En el comienzo de la calle Alfarería por esa parte, una
vieja casa de vecinos, un antiguo corral, el de Los Corchos, en años mucho
mayor, de hecho conectaba, decían en el barrio, con la parte delantera en la
calle Castilla, donde en 1938 se construyó la nueva casa de vecinos donde crecí
hasta los quince años.
Toda esta digresión anterior me sirve para llegar al puerto donde quería llegar, en aquella casa, el Corral de los Corchos, hoy con un parquecito arbolado delante, en la esquina de Alfarería con Ronda de Triana, existió cuando yo era pequeño, una pequeña escuela para niños del barrio.
Yo aprendí a leer en mi casa, me enseñó mi madre con las páginas del diario ABC que cada día traía mi padre, que lo compró durante décadas, además de, eventualmente el MARCA y, cuando existía, la Hoja del Lunes.
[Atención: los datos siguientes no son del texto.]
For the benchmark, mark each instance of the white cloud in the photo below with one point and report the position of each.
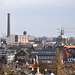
(22, 3)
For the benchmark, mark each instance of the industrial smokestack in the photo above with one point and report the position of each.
(8, 25)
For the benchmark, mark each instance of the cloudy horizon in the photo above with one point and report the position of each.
(37, 17)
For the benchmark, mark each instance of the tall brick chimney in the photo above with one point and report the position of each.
(8, 25)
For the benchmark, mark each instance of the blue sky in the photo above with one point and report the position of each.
(37, 17)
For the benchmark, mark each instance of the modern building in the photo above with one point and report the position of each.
(22, 38)
(62, 39)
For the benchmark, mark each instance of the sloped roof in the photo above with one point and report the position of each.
(70, 46)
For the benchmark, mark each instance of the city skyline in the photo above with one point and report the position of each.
(37, 17)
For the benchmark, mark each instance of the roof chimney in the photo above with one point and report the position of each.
(8, 25)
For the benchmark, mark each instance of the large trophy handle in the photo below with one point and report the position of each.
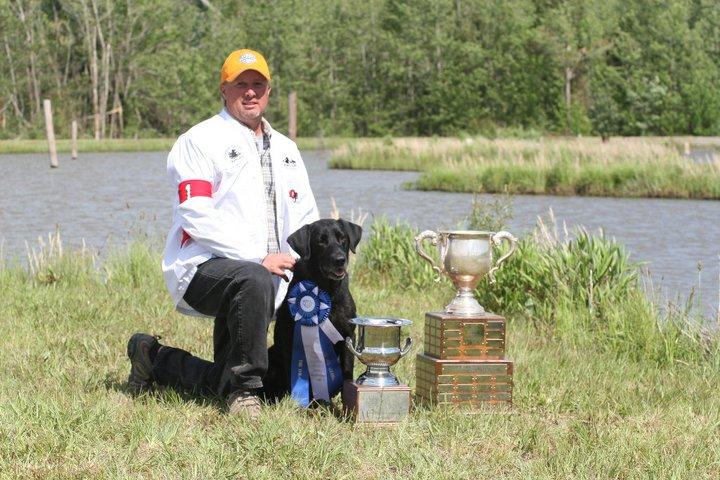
(406, 348)
(351, 347)
(496, 240)
(427, 234)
A mí me gustaba mucho el diario de tarde, Sevilla, por las tiras cómicas que traía. Pues a esa escuela infantil la llamaban “lamiguilla” en un sevillano ejercicio de ahorro de palabras, por “la amiguilla”, un nombre poético y muy ilustrador, esa pequeña amiga que acoge a los niños pequeños, les cuida y los enseña. Una amiguilla quizás sea el nombre más entrañable y evocador que haya podido tener eso que, en traducción del alemán Kindergarten, también se llamó “jardín de infancia”.Hace unos días pasé por esa casa, entré a su zaguán y me
asomé a su patio, sobre la cancela un azulejo del Cristo de la Expiración, el Cachorro que antes nombré. Otra placa
cerámica, esta en la fachada, homenajea al que fue capataz y pionero de las
cuadrillas de hermanos costaleros de la hermandad, Ismael Vargas. La casa está muy cuidada y limpia, con muchas
macetas de verdes cintas, tan nuestras.
Pensé en lo grande que nos parece todo cuando somos pequeño,
como disminuyen su tamaño los patios, los portales, las escaleras. Yo creo que,
con sus carencias y pobrezas, todo era más bonito entonces, más humano, con más
gente. Ahora parece que en las casas no vive nadie.